One of the clear messages that have come from looking into childcare planning in the ACT is that the government simply do not have any idea what is going on. They do not have any kind of audit. They do not know where the demand is. The waiting lists are hotchpotch and there is no coordination. They are difficult to keep up to date.
Showing a further lack of understanding of how childcare works, the ACT Labor government introduced portable long service leave, which will put cash flow pressures on centres and affect their viability. It has signed up, as has everybody else, to changes in 2010 that will mean lower child-carer ratios. This will cause childcare centres to completely review how they do business. They will need to make decisions that go to business viability. Should they reduce their numbers, the numbers of the children in care, or should they test the already tight employment market and see if they can get more carers? Should they extend their facilities to allow for more children to be accommodated? What impact will all of this have on childcare fees?
The government simply does not know. We saw the minister in here yesterday unable to answer questions. She just does not think it is going to have any impact. If she thinks that, she is kidding herself. This is why the Canberra Liberals today have announced the policy that we have. We will see an audit of childcare and a master plan which will help people and organisations get through the change in priorities in 2012 and beyond. That is absolutely essential. In addition to that, we think that the ACT government should provide a centralised waiting list service so that there can be some ongoing certainty as to where the demand is and what the nature of the demand is. At the moment the government does not know.
There are other issues in other portfolios that I need to attend to. In the justice portfolio, for instance, the attorney has announced a somewhat quirky proposal—an Australian-first—a virtual district court jurisdiction. It left all of those that I spoke to somewhat perplexed about what it meant, mainly because the attorney had not consulted with anyone before making the proposal public and committing $1.6 million over four years. The attorney says that this will improve efficiencies in the courts in the ACT.
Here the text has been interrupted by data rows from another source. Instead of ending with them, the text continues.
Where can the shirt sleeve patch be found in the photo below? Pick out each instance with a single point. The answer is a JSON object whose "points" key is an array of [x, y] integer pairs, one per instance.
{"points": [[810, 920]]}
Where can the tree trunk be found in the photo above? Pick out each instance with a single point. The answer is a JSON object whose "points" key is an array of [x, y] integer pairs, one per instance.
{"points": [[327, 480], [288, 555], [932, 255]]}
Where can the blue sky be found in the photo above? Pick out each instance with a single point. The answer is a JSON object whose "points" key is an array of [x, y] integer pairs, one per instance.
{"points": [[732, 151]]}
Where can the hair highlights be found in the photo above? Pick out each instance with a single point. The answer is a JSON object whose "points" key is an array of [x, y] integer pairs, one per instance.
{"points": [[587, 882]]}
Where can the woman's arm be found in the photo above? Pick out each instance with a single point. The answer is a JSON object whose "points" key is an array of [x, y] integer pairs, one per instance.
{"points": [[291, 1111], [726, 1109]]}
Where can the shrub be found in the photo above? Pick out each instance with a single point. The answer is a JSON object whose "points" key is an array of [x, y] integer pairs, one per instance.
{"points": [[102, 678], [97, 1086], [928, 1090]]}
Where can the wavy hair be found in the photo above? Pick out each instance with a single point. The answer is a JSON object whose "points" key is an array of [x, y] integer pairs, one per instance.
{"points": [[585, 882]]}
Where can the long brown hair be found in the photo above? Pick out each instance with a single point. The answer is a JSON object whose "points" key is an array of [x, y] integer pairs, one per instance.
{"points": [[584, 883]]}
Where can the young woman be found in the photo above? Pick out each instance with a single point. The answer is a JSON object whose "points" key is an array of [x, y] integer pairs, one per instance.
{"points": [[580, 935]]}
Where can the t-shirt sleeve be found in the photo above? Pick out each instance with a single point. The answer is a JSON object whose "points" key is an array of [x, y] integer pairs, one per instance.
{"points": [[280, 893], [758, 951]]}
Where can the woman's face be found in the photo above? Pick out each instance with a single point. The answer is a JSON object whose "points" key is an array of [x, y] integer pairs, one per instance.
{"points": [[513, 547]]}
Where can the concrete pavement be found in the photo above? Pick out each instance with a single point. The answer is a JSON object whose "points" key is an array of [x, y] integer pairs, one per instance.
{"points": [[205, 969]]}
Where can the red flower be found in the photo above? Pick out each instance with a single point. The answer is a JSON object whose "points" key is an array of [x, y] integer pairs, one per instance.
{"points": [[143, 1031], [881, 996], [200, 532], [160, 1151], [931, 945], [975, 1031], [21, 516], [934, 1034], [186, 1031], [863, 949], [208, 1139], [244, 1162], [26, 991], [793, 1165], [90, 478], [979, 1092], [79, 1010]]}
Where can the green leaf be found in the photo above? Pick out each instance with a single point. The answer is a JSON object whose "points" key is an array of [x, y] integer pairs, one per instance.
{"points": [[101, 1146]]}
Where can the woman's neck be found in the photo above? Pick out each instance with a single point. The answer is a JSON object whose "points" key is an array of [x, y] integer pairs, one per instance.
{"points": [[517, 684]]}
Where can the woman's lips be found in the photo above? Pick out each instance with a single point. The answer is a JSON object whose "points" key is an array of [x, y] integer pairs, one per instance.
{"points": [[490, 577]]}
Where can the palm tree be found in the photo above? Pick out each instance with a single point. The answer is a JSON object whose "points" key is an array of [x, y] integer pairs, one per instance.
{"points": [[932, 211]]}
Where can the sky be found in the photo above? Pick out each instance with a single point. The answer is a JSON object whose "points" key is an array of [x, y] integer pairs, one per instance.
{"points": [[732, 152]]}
I think no-one would dispute that we need to do something about efficiencies in the courts, but in my discussions with the legal fraternity since this was announced on Tuesday, after being told that they were not consulted, the universal opinion is that it probably will not work because there are not enough resources behind it. The proposal is to take the workload out of an already pressed Supreme Court and put it into an already pressed Magistrates Court, to take two magistrates offline for up to 50 per cent of the time, give them a dual commission, give them a pay rise for that dual commission—which I suppose is fair enough—and then ask them to do more work than they are already doing, with the generous admix of two extra registry staff for two years. The overall impact is that there will be two extra registry staff for two years and this is going to create a more efficient system.